O volume do Cirurgião influencia os resultados pacientes que seguem a resseção retal

Published on November 14, 2012 at 9:15 AM · No Comments

Por Kirsty Oswald, Repórter dos medwireNews

O volume de operações um cirurgião executa as influências curtos e resultados pacientes a longo prazo depois da resseção para a carcinoma retal, dados da mostra de um hospital Alemão.

A esperança que dos autores sua evidência ajudará a esclarecer a controvérsia em curso sobre o impacto do volume do cirurgião, ao contrário do volume do hospital.
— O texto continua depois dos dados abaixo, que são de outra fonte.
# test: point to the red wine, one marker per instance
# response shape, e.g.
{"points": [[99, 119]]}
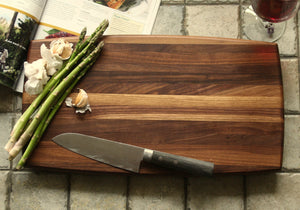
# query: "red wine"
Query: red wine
{"points": [[275, 10]]}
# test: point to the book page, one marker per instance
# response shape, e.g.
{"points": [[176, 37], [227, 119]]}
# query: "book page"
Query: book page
{"points": [[18, 22], [69, 17]]}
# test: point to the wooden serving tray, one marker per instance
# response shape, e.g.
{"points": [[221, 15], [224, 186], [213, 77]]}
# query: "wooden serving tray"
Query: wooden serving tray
{"points": [[213, 99]]}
“Está provado que mais altamente o volume do hospital confere benefício significativo para a cirurgia do cancro retal,” diga Werner Hohenberger (Universität Erlangen Nürnberg, Alemanha) e colegas. “Contudo, um volume alto do hospital pode igualmente incluir cirurgiões com um baixo volume cirúrgico.”

A análise envolveu 1028 pacientes que se submeteram à resseção no Hospital Erlangen da Universidade entre 1995 e 2010. Importante, os autores incluíram somente os pacientes que se tinham submetido à resseção mesorectal total, uma técnica que reduzisse a variação nos resultados.

77,8% Totais dos pacientes foram operados sobre por cinco cirurgiões do volume alto (7-23 operações/ano), 18,8% por sete cirurgiões do media-volume (3-6/year), e 3,4% pelos cirurgiões de 12 baixo-volumes (<3/year).

Quando os autores olharam resultados a curto prazo, encontraram que, quando a maioria de parâmetros que observaram não diferiu significativamente entre os grupos, pacientes operados sobre pelos cirurgiões do baixo-volume teve um aumento de 5,9 dobras nas probabilidades para a mortalidade pós-operatório comparada com as aquelas operados sobre pelos cirurgiões do volume alto (9,0 contra 1,5%).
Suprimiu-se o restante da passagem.